Linear Filters, Part 3

Linear Filters

Part 3: Filtering Frequencies Out

In this part, we are going to see how to predict which frequencies are filtered out by a linear filter. We need to recall some facts from the Difference Equations module.

As in Part 1, let S be the set of all doubly-infinite sequences. Then the equation

y_k+n + a₁ y_k+n-1 + .... + a_n-1 y_k+1 + a_n y_k = z_k

describes a linear transformation T: S -> S with T({y_k}) = {z_k} . The null space (or kernel) N of T is the set of solutions of the homogeneous equation

y_k+n + a₁ y_k+n-1 + .... + a_n-1 y_k+1 + a_n y_k = 0.

N is an n-dimensional vector space, and an exponential sequence, y_k = r^k, is in N if and only if

rⁿ + a₁ r^n-1 + ... + a_n-1 r + a_n = 0.

This polynomial equation is called the auxiliary equation or characteristic equation. Its solutions r₁, r₂, ..., are called characteristic roots of the difference equation. If the auxiliary equation has n distinct roots, then these exponential sequences constitute a basis for the null space N of T. Once again, we will consider only situations in which the characteristic roots are distinct. However, we now wish to consider cases where the characteristic roots are complex.

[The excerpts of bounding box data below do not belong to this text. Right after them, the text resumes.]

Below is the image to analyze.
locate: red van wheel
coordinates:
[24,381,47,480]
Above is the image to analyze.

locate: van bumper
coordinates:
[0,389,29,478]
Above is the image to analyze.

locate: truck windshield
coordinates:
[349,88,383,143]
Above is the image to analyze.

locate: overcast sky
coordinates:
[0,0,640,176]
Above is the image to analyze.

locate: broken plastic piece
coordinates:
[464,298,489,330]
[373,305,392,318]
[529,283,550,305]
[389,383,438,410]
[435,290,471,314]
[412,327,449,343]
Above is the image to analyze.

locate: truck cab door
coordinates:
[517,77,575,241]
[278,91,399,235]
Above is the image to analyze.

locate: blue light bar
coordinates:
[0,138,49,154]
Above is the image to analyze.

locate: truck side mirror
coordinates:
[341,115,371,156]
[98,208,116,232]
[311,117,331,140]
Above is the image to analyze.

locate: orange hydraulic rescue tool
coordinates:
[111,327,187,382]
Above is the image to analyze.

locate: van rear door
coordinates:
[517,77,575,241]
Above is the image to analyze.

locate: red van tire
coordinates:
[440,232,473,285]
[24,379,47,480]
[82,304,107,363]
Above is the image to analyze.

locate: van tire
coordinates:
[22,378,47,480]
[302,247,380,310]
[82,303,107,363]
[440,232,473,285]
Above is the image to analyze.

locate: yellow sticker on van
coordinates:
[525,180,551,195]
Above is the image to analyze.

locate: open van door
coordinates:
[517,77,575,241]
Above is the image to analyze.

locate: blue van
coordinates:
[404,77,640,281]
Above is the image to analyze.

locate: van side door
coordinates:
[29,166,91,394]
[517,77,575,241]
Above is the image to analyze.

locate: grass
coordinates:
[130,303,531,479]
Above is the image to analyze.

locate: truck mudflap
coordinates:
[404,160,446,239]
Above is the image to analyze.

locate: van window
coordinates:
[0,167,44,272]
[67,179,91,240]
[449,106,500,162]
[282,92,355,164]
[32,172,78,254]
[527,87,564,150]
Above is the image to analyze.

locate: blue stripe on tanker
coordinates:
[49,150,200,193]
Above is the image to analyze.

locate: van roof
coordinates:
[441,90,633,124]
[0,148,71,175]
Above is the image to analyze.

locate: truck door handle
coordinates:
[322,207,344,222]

Consider the homogeneous linear difference equation

y_k+2 + y_k = 0.
Construct the auxiliary equation and find the characteristic roots. You should get two imaginary roots r₁ and r₂.
According to what you learned in Part 4 of the Difference Equations module, {r₁^k} and {r₂^k} should be two linearly independent solutions to our linear difference equation. Use your computer algebra system to check that they are both solutions.

However, these are complex solutions, and for the purpose of signal processing we need to know about the real solutions.

Using polar coordinates, write the r₁ and r₂ that you have found as

$\begin{align*} r_1 &= R_1 (\cos \theta_1 + i \sin \theta_1);\ r_2 &= R_2 (\cos \theta_2 + i\sin \theta_2).\end{align*}$

A famous law of complex numbers known as de Moivre's Rule then tells us that

$\begin{align*} r_1^k &= R_1^k (\cos (k \theta_1) + i \sin (k \theta_1));\ r_2^k &= R_2^k (\cos (k \theta_2) + i \sin (k \theta_2)).\end{align*}$

Use this law to rewrite the sequences {r₁^k} and {r₂^k} that solve the difference equation in Step 1.
Prove that if {y_k} is a sequence of complex numbers that solve the homogeneous linear difference equation

y_k+n + a₁ y_k+n-1 + .... + a_n-1 y_k+1 + a_n y_k = 0

then the sequences of real numbers {Re y_k} and {Im y_k} are also solutions to the same linear difference equation. (Remember that the coefficients a_k are all real.)
You can now write four real solutions to the linear difference equation in Step 1, which look like:

$\begin{align*} & \{R_1^k \cos (k \theta_1)\};\ & \{R_1^k \sin (k \theta_1)\};\ & \{R_2^k \cos (k \theta_{2})\};\ & \{R_2^k \sin (k \theta_{2})\}.\end{align*}$

Use your computer algebra system to verify that these are in fact solutions.
However, we know that the set of solutions to this linear difference equation is 2-dimensional, so some of these solutions must be linearly dependent. Find two of the real solutions above that make a linearly independent set.

You now know how to find the real sequences that are solutions to the homogeneous equation

y_k+n + a₁ y_k+n-1 + .... + a_n-1 y_k+1 + a_n y_k = 0.

If we consider once again the linear filter

y_k+n + a₁ y_k+n-1 + .... + a_n-1 y_k+1 + a_n y_k = z_k

then we can regard the solutions of the homogeneous equation above as the input signals that are taken to zero by the filter; that is, those that are filtered out.

Find a linearly independent set of two signals that are filtered out by the linear filter

y_k+2 + y_k = z_k.
Use the techniques above to find as large a linearly independent set of signals as you can that are filtered out by the linear filter

y_k+4 - y_k+2 + 2 y_k = z_k
from Part 2. Compare your answers to the observations you made there.